Sejak kemerdekaan koloni Perancis di Afrika, Perancis telah mempertahankan kebijakan ekonomi, politik dan militer yang disebut Françafrique, termasuk memiliki ribuan tentara permanen di wilayah tersebut.
Prancis masih memiliki 600 tentara di Pantai Gading, 350 di Senegal dan 350 di Gabon, serta sekitar 1.500 di Djibouti. Mereka memiliki 1.000 tentara di Chad.
Kementerian Pertahanan Perancis mengatakan peran pasukan Perancis di Afrika adalah untuk melatih tentara lokal dan memperkuat kapasitas mereka untuk melawan ekstremisme, terutama dalam pemeliharaan perdamaian, intelijen dan logistik. Namun para pengkritik mengatakan bahwa tetap diam juga memungkinkan Paris untuk mempertahankan pengaruh dan melindungi rezim politik yang menguntungkan Prancis.
“Negara-negara di Afrika yang berbahasa Perancis menginginkan perubahan dalam sifat hubungan ini,” kata Gilles Yabi, kepala West Africa Citizen Think Tank.
Mengapa negara-negara Afrika Barat mengusir pasukan Perancis?
Meningkatnya sentimen anti-Prancis telah menyebabkan protes jalanan di beberapa negara Afrika Barat dan Utara, sementara pemerintah yang memperoleh kekuasaan atas janji untuk mendefinisikan kembali hubungan dengan Barat mengatakan bahwa hubungan dengan Perancis tidak memberikan manfaat bagi masyarakat. Mereka ingin menjajaki opsi dengan Rusia, Tiongkok, Turki, dan negara-negara lain.

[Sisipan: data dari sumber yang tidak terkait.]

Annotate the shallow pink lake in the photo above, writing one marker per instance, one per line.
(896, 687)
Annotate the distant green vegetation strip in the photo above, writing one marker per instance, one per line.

Presiden Chad Mahamat Deby “tidak akan mengambil keputusan ini jika dia tidak mendapat jaminan keamanan dari aktor lain,” kata Brown. “Kami tahu dia menerima dukungan serius dari Uni Emirat Arab, yang sangat tertarik dengan apa yang terjadi di negara tetangganya, Sudan dan Darfur. Kami tahu bahwa Turki juga melakukan upaya sosialisasi.”
Chad berbatasan dengan empat negara dengan kehadiran militer Rusia. Pada bulan Januari, Deby melakukan perjalanan ke Moskow untuk memperkuat hubungan dengan “negara mitra”.
Para pemimpin militer Niger, Mali dan Burkina Faso yang mengusir militer Perancis telah bergerak lebih dekat ke Rusia, yang memiliki tentara bayaran yang dikerahkan di Sahel. yang dituduh melakukan pelanggaran terhadap warga sipil.
Tetapi situasi keamanan memburuk di negara-negara tersebut, dengan meningkatnya jumlah serangan ekstremis dan kematian warga sipil baik dari kelompok bersenjata maupun pasukan pemerintah. Selama enam bulan pertama tahun ini, 3.064 warga sipil tewas, menurut Proyek Data Lokasi dan Peristiwa Konflik Bersenjata, terjadi peningkatan sebesar 25% dibandingkan enam bulan sebelumnya.
Tidak mungkin untuk mengatakan apakah kepergian pasukan Perancis menyebabkan peningkatan kekerasan. Namun hal ini menciptakan “kekosongan keamanan yang sangat besar,” kata analis Shaantanu Shankar dari Economist Intelligence Unit, seraya menambahkan bahwa hal tersebut tidak dapat diisi oleh Rusia. Pasukan dari perusahaan militer swasta Rusia Wagner dibiayai oleh pemerintah junta dengan sumber daya keuangan yang lebih sedikit, katanya.